Andrius Bernatavicius,Martin Šícho,Antonius Janssen,Alan Kai Hassen,Mike Preuss,Gerard van Westen
DOI: https://doi.org/10.26434/chemrxiv-2024-60tc7-v2
2024-04-18
Abstract:Advances in deep learning have expanded the applications of virtual screening for drug-like compounds. More recently generative models have emerged as sources of inspiration for chemists. We introduce a multi-target model, PCMol, that leverages the latent embeddings derived from AlphaFold as a means of conditioning the de novo generative model on target proteins. It is known that the addition of protein descriptors is an effective strategy to extend the applicability domain and prediction capability of quantitative structure-activity relation (QSAR) models, a strategy we refer to as proteochemometrics (PCM). Similarly, the use of AlphaFold latent embeddings within a generative model for small molecules allows it to leverage structural relationships between proteins. This opens up new possibilities such as interpolation within the chemical space of known highly active compounds and extrapolation on the target side based on their similarities to other proteins, which is especially relevant for understudied or novel targets. Our results indicate that PCMol can generate diverse, potentially active molecules for a wide array of proteins, including those with sparse ligand bioactivity data. We also benchmark against existing target-conditioned trans-former models to illustrate the validity of using AlphaFold protein representations to steer the molecular generation process and increase the generalization capabilities to unseen targets. Additionally, we demonstrate the important role of data augmentation in bolstering the performance of generative models in low-data regimes. The open-source package along with a dataset of AlphaFold protein embeddings is available at https://github.com/CDDLeiden/PCMol.
Chemistry
What problem does this paper attempt to address?

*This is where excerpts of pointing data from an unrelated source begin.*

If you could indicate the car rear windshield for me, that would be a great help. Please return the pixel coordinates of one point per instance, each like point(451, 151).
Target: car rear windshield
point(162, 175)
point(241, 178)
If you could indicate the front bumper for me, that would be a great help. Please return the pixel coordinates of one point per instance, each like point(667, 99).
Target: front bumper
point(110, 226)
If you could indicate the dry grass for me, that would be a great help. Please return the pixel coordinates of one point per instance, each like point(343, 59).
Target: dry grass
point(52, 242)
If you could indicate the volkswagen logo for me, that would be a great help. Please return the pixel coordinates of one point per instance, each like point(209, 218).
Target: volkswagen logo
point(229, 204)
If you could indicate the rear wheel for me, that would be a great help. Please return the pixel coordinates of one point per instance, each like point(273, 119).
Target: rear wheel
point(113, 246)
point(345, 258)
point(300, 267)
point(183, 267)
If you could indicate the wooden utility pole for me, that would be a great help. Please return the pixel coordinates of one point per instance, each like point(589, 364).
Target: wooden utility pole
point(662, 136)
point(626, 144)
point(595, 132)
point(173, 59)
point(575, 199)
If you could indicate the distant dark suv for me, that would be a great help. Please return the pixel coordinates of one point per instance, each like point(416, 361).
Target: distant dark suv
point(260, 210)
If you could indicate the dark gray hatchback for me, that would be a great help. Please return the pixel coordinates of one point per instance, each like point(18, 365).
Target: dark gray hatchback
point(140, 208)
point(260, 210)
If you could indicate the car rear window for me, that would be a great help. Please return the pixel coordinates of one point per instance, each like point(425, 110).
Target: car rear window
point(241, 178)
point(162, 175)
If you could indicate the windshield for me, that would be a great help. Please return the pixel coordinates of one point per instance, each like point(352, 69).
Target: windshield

The main problem that this paper attempts to solve is to improve the multi - target molecule generation model by using the protein structure information generated by AlphaFold, especially in the application of new drug design. Specifically, the paper introduces a new model named PCMol. This model can use the latent embeddings of proteins extracted from AlphaFold as conditional inputs to guide the generation process of new molecules, especially for the generation of target proteins. This method aims to expand the application scope and prediction ability of the quantitative structure - activity relationship (QSAR) model by introducing protein descriptors or embedding representations, the so - called protein chemometrics (PCM) strategy. The key points of the paper include: 1. **Improving the generalization ability of the multi - target molecule generation model**: By using the protein representations of AlphaFold, the model can generate diverse and potentially active molecules on unseen targets, which is especially important when dealing with sparsely - data targets. 2. **Enhancing the performance in the case of low data volume**: Through data augmentation techniques, such as SMILES enumeration, the diversity of the training data set is increased, thereby improving the performance of the model in the case of low data volume. 3. **Verifying the effectiveness of the model**: By benchmarking with existing target - conditional transformer models, the effectiveness of using AlphaFold protein representations to guide the molecule generation process is proved, and the generation ability of the model on multiple proteins is demonstrated. In conclusion, this research aims to develop a more powerful and more general - purpose multi - target molecule generation model that can be effectively applied to new drug design, especially when dealing with new or under - studied targets.